The Passive Candidate Pipeline Problem


If you’re in HR or recruiting, you’ve undoubtedly been exposed to (and likely believe in) the concept that proactively building passive talent pipelines is critical to talent acquisition success. Some would say that pipelining passive candidates is one of the sacred cows of recruiting – you just don’t question it.

It’s my opinion that the belief in talent pipelines is driven heavily by the fact that it can be incredibly difficult to quickly find suitably qualified candidates once you actually have a hiring need if you don’t already have the right people identified and queued up.

As such, it seems only logical to begin to identify potential candidates prior to your actual need so that when you do need to hire, you have a number of people you can contact, engage, interview and make a final hiring decision from.

Sounds great in theory, doesn’t it?

I thoroughly enjoy sacred cow tipping, and I’m hard-wired to automatically question anything that seems to be generally accepted as truth. So if you’ll indulge me, in this post I am going to expose you to a critical flaw in the actual practice of passive candidate pipelining that no one seems to like to talk about.

What is a Talent Pipeline?

A talent pipeline is a group of people that you have identified and engaged who have skills and experience that closely match a specific future hiring need. You don’t pipeline prospective candidates for a job you’re looking to hire for ASAP.

Talent pipelines typically consist of passive and non-job seekers, because you can’t really pipeline active job seekers as they will likely have taken a new job with another company by the time you are ready to hire.

The Passive Candidate Pipelining Problem

Once you engage a passive or non-job seeker who looks to be a great match for a future hiring need, if they are interested in the opportunity to join your organization at some point in the future, you may succeed in adding them to your talent pipeline.

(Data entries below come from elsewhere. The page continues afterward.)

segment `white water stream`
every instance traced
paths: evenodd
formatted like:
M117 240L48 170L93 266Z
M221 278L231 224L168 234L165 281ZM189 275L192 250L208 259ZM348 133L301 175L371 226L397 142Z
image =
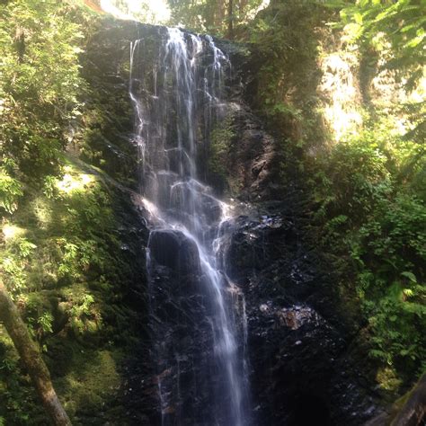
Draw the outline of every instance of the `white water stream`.
M224 70L229 69L230 64L209 36L169 28L163 37L152 63L146 63L149 52L144 39L132 42L130 48L129 95L136 117L134 141L139 157L141 200L150 215L152 235L179 233L196 245L204 277L200 285L206 286L200 291L213 306L214 315L208 318L214 348L210 356L220 377L212 377L211 384L206 384L211 392L208 392L205 404L209 404L211 413L203 414L204 422L197 424L245 426L249 416L244 302L220 261L231 208L200 182L198 173L201 155L209 151L209 131L220 125ZM152 262L148 244L148 271ZM164 336L154 339L161 341ZM167 347L173 344L166 339L159 342L157 347L164 350L157 351L155 356L166 357ZM175 358L161 359L167 365L176 363L174 391L164 391L165 373L158 372L164 425L191 424L185 413L171 408L181 399L180 395L172 395L181 393L180 358ZM206 372L204 377L209 376ZM198 391L191 392L196 395ZM218 407L220 413L216 413ZM180 414L170 420L167 413L171 412Z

What you will also undoubtedly succeed in doing is plant the seed of the idea of transitioning out of their current role and employer.

Once that seed is planted, it can and often does grow beyond your control.

After you’ve engaged them about potential future opportunities with your company, they begin to think more about the next step in their career.

The moment you engage a passive or non-job seeker and discuss the idea of leaving their current employer for another opportunity, you often effectively convert them into a casual or even an active job seeker. It may not happen immediately, but that’s not the issue.

The issue is that you were trying to build your talent pipeline with someone who wasn’t looking for a new job so that they would likely still be available to be recruited when you were ready to hire.

However, once you plant the seed of the idea of making a career move with your company at some point, most people logically begin to wonder about other opportunities – what else might be out there for them.

That’s when they reach out to their professional network. They start to pay attention to all of those calls, emails and InMails they get from recruiters that they have historically ignored. They start to notice those targeted jobs on the right side of their Facebook page.

They might even begin searching online for jobs just to see what else might be available.

Fast forward to 1 or 2 months down the road when you actually have funding and final approval for your job openings and you reach out to your passive talent pipeline – what do you think happens?

Although they weren’t really looking to make a change when you first engaged them, you should not be surprised to find many of the people in your pipeline are no longer available, having accepted offers elsewhere – in the worst-case scenario, with one of your competitors!

What’s the Solution?

The inadvertent conversion of passive and non-job seekers into casual and active job seekers is a critical flaw in the concept and practice of passive candidate pipelining that no one seems to like to talk about, most likely because they don’t have an answer to the problem.

Is there an answer?

Is there a better way?

I have my ideas, but I’m more interested in hearing yours.